Des prélèvements ADN peuvent être effectués lors de certaines gardes à vue et ensuite conservés dans le FNAEG (Fichier national automatisé des empreintes génétiques) dans le but de pouvoir, par la suite, confondre des criminels. Mais, selon la généticienne Catherine Bourgain, témoin dans le procès, dans la mesure où dix-huit segments génétiques sont désormais prélevés au lieu de sept, le FNAEG conserve des informations de plus en plus sensibles sur les personnes, qui permettent notamment de connaître leurs origines et leurs pathologies. Des informations trop importantes, selon elle, pour être toutes conservées dans un même fichier, qui pourrait un jour être piraté.

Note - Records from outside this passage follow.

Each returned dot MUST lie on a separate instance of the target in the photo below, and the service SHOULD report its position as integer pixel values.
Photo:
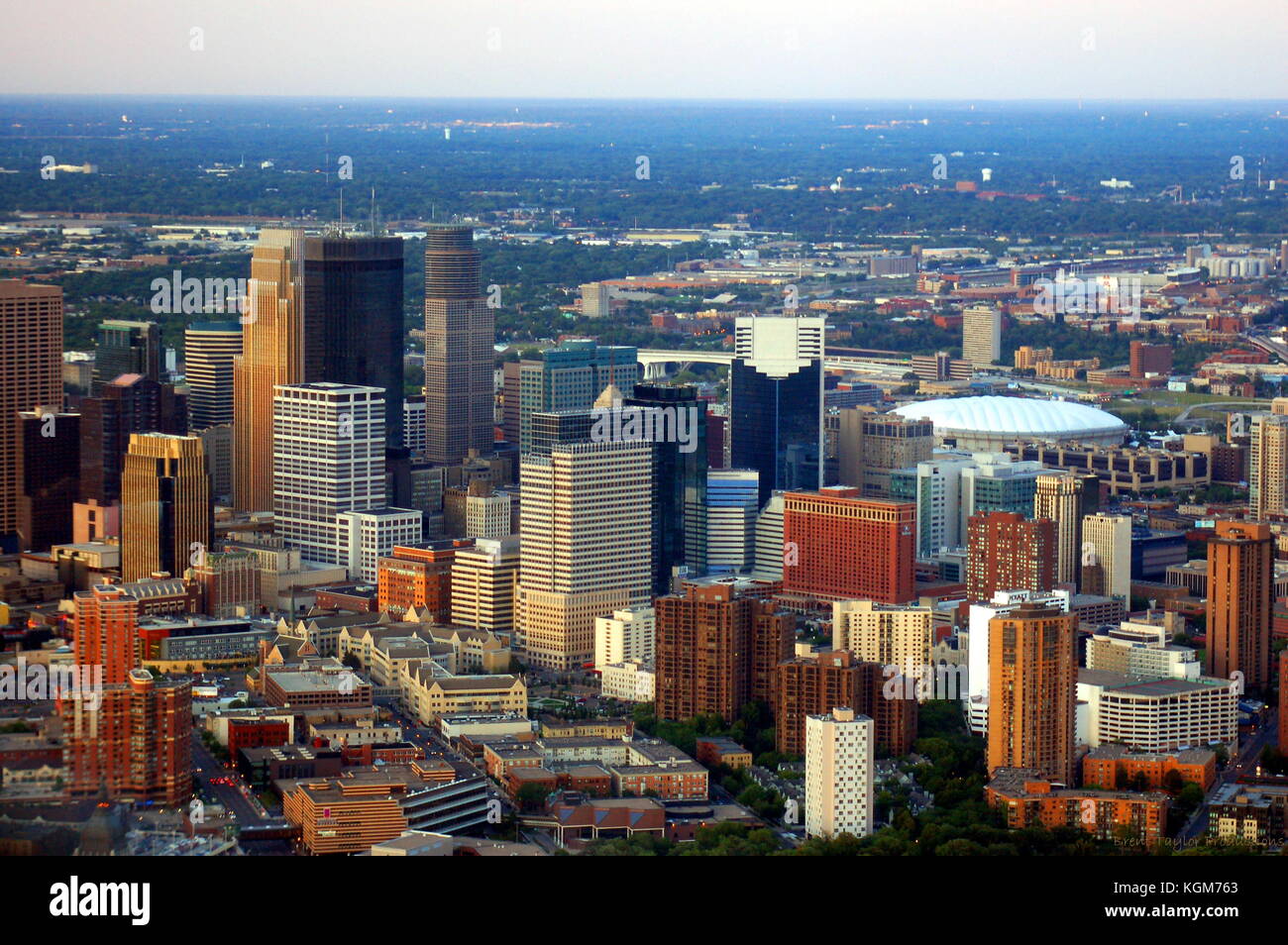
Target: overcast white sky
(902, 50)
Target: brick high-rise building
(1240, 596)
(1031, 680)
(165, 505)
(1009, 553)
(840, 546)
(420, 577)
(1149, 360)
(460, 331)
(31, 374)
(814, 685)
(716, 651)
(134, 744)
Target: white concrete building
(838, 768)
(626, 635)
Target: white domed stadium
(991, 422)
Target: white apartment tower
(329, 458)
(838, 774)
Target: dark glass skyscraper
(460, 334)
(679, 479)
(127, 348)
(353, 317)
(776, 399)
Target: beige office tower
(1107, 544)
(1267, 467)
(271, 355)
(587, 541)
(875, 632)
(871, 446)
(838, 769)
(1060, 497)
(31, 374)
(483, 582)
(165, 505)
(982, 335)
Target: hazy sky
(649, 48)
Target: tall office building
(210, 351)
(1240, 595)
(483, 580)
(585, 538)
(838, 772)
(353, 317)
(460, 334)
(1009, 553)
(570, 377)
(733, 497)
(982, 335)
(127, 348)
(1031, 680)
(31, 372)
(271, 355)
(329, 458)
(1107, 550)
(1267, 467)
(776, 400)
(1064, 497)
(840, 546)
(716, 648)
(679, 479)
(50, 469)
(136, 744)
(127, 404)
(871, 446)
(165, 505)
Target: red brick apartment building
(840, 546)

Des déboulonneurs à Martin Luther King
Le procès se conclut sur une plaidoirie grandiloquente de Me Bourdon, l’avocat des déboulonneurs, qui n’hésite pas à dresser un parallèle, très hasardeux, entre les activistes et Martin Luther King. Dur dur de mettre sur le même plan la lutte contre la publicité et le combat des Noirs pour l’égalité des droits… L’avocat déclare également que « la publicité est un instrument mortifère pour nos sociétés. Il porte la mort au nom de l’argent » (grandiloquent, on vous dit). Et termine : « Je pense que l’avenir leur donnera raison (…) ce sont des esprits libres qui ont le souci de l’équilibre dans leur démarche, qui ont attiré autant de justes à veiller sur leur sort« . (Me Bourdon s’était appliqué, précédemment, à citer tous ces « justes », de Michel Serres à Edgar Morin)
Sa plaidoirie finie, Yvan Gradis, bavasseur et comique en chef qui avait glissé une première fois qu’il accepterait bien volontiers la légion d’honneur si on la lui proposait, reprend la parole pour rappeler, l’air de rien, qu’il a bu un café il y a quelques années avec Christiane Taubira, et proposer à la présidente du tribunal d’en boire un avec lui dans quelques années, pour reparler de toute cette affaire. L’assistance se marre. La présidente sourit. L’affaire est entendue.
Le verdict sera rendu le 18 mars. La procureure a requis une amende de 200 euros, et une amende de 200 euros avec sursis pour ceux qui n’ont pas de casier judiciaire, ainsi que la relaxe concernant le refus de prélèvement d’ADN.